Stuck or Unstuck in Grief? Who Gets to Decide?

“Stuck in grief”-it’s a theme of blog posts, psychology papers and magazine articles.  The author usually lists either a variety of “symptoms” or relates anecdotes of people who do truly odd things after a loved one dies.  “Complicated grief” is a legitimate psychiatric diagnosis.

But who gets to decide?  

What objective criteria can be applied to every situation, every person, every death to determine whether someone is truly stuck in grief?  How do you take into account the circumstances of a death, the relationship of the bereaved to the deceased, trauma surrounding the event or any of a dozen other things that influence how long and how deeply one grieves a loss?

Obviously there are certain signs that someone needs professional help, medication or intervention.  If a person is abusing drugs or alcohol, acting out in ways that harm or threaten harm to themselves or others, or is experiencing depression or uncontrollable anxiety then please, please, PLEASE get them to a doctor who can diagnose and treat them.

But for the rest of us, “normal” grief covers a wide variety of behaviors, feelings, attitudes and timelines:

Posting photos or videos of our missing child is normal.  It’s the last visual link we have to someone we can no longer see.

Mentioning my son in conversation is normal.  I mention my other children and his life is still intertwined with ours.

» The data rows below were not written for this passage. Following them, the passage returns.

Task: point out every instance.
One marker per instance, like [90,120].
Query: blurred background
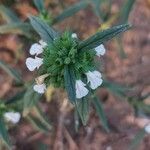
[126,65]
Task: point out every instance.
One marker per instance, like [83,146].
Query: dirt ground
[133,71]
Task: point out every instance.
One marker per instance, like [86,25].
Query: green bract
[67,59]
[62,52]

Crying-even years or decades after the loss-is NORMAL  Grief waves can hit with tsunami force from out of nowhere and slam me to the ground. The only thing I can do then is let them wash over and around me until they pass.

Keeping space for my son in my home, at my table, in my heart and on holidays is normal.  Some parents do this with a special candle, photo or ritual. Some do it with a stuffed animal or other item that represents their child. Some do it with words or deeds of kindness done in honor of the missing one.  No one has sat in Dominic’s space at my table in these three years.  It’s my silent witness to his ongoing influence and irreplaceable presence in our family circle.

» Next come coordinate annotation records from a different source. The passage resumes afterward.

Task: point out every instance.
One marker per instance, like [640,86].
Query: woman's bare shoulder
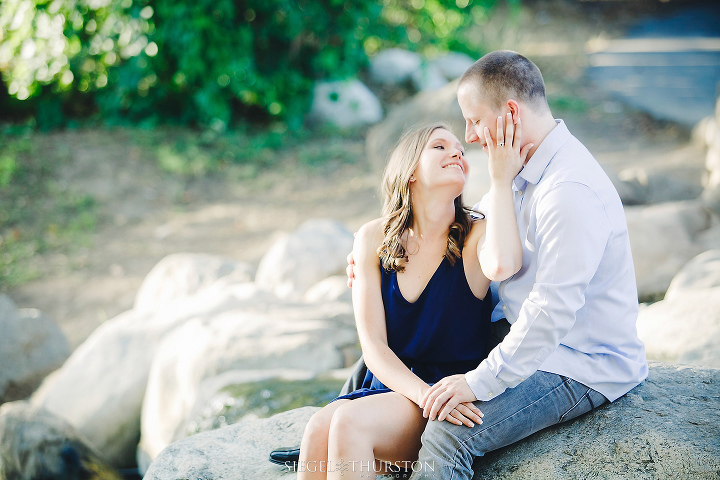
[370,236]
[477,230]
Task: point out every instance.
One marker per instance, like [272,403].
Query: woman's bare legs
[312,464]
[385,426]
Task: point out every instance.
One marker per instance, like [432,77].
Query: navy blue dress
[444,332]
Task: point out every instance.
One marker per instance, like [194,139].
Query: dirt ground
[152,214]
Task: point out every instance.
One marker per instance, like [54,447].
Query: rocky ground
[151,214]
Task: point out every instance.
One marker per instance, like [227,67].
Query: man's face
[478,114]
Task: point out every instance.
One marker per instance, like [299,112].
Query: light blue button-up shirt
[573,303]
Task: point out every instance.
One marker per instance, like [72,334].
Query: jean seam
[462,443]
[584,395]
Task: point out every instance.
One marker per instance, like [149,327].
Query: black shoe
[286,456]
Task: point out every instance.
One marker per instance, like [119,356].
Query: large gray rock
[665,428]
[303,336]
[701,272]
[31,346]
[183,274]
[345,104]
[100,389]
[332,289]
[662,238]
[296,261]
[656,185]
[35,444]
[685,328]
[236,452]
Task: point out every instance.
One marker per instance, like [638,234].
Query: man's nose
[470,135]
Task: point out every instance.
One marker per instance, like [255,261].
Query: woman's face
[442,162]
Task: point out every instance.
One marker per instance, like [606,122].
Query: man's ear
[514,108]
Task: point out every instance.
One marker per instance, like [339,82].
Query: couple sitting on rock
[437,391]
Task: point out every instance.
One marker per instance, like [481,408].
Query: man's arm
[572,232]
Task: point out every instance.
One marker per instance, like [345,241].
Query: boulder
[658,185]
[100,389]
[316,338]
[394,66]
[664,428]
[239,394]
[345,104]
[298,260]
[332,289]
[183,274]
[425,107]
[31,346]
[236,452]
[35,444]
[662,241]
[685,328]
[701,272]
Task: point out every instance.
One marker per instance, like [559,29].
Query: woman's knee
[345,423]
[317,428]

Keeping a room exactly as it was is normal.  Boxing everything up is also normal.  Every heart is different and every heart has to decide what helps it heal.

Sleeplessness is normal.  Some parents never return to pre-loss sleep patterns.  I wake every morning at about the time the deputy came to our door.  Every now and then, if I am extremely tired, I may fall back asleep for an hour or two.  Sleeping the day away is normal, too.  Sleep may be a welcome relief to a weary heart and some parents find that when they can, they sleep a lot.  (Note:  if this continues for days or weeks, please check with your doctor about the possibility of depression.)

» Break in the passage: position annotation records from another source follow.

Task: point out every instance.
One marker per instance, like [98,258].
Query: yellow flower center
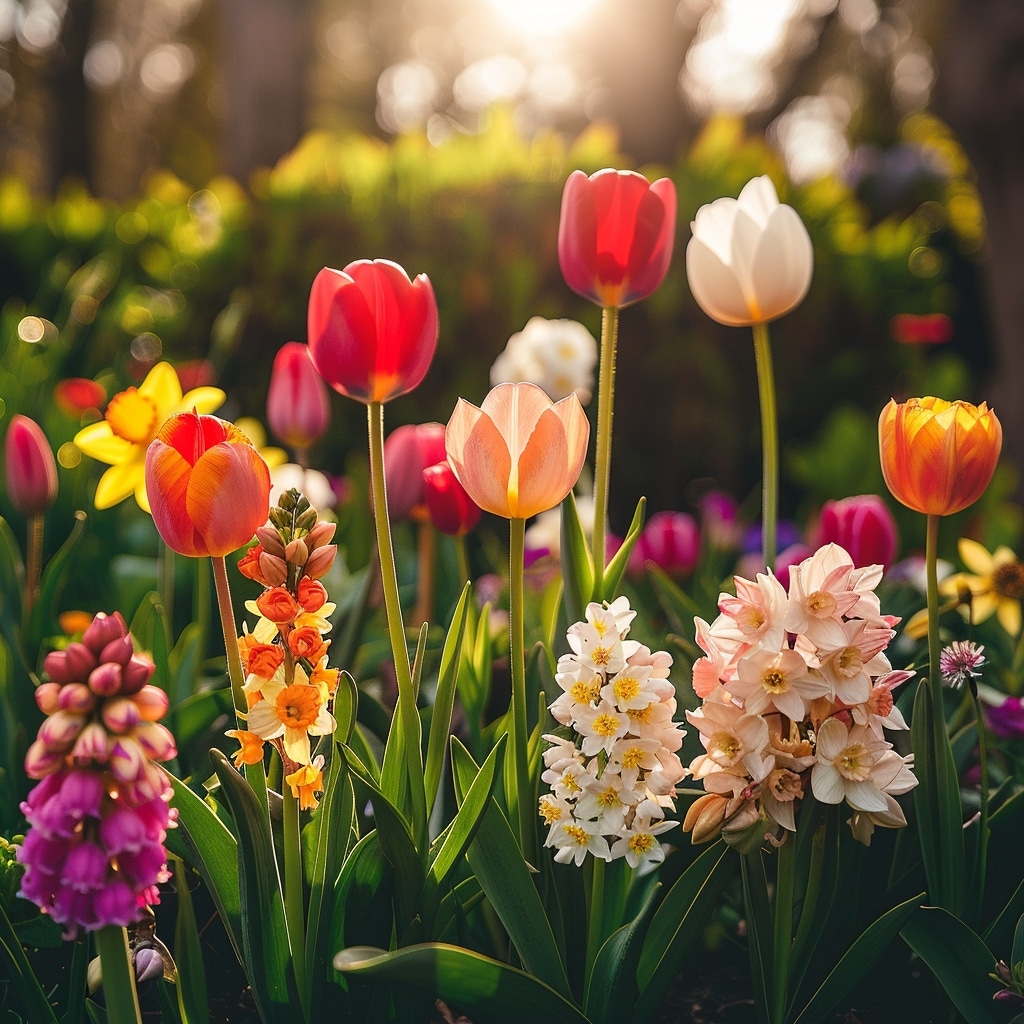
[1008,581]
[133,417]
[641,843]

Anxiety is, sadly, VERY normal.  The worst has actually happened and that makes the possibility that it could happen again oh, so real.  Anxiety may well spread to things that seem to have no relationship to loss.  It’s also normal to have a “devil may care” attitude. The worst has actually happened, so what could be worse?  Might as well live life to the full.

Withdrawal is normal.  So is over-scheduling and staying busy.  Both are ways someone may try to deal with heartbreak.

You don’t have to be “stuck” in grief to still feel the pain and have it continue to affect your life.

I am and have been highly functional since the morning the deputy arrived with the news of my son’s fatal motorcycle accident.

But I am a very different “me” than I was before that doorbell rang.

Some things I can’t do anymore. Some things I do differently and some things are brand new and I have only done them since he left us.

Labels are rarely helpful when applied to people.

Every person is unique, every relationship unique and every situation unique.

And every grief journey will be unique as well.

roller coaster 2 better image




Author: Melanie

I am a shepherd, wife and mother of four amazing children, three that walk the earth with me and one who lives with Jesus. This is a record of my grief journey and a look into the life I didn't choose. If you are interested in joining a community of bereaved parents leaning on the promises of God in Christ, please like the public Facebook page, "Heartache and Hope: Life After Losing a Child" and join the conversation.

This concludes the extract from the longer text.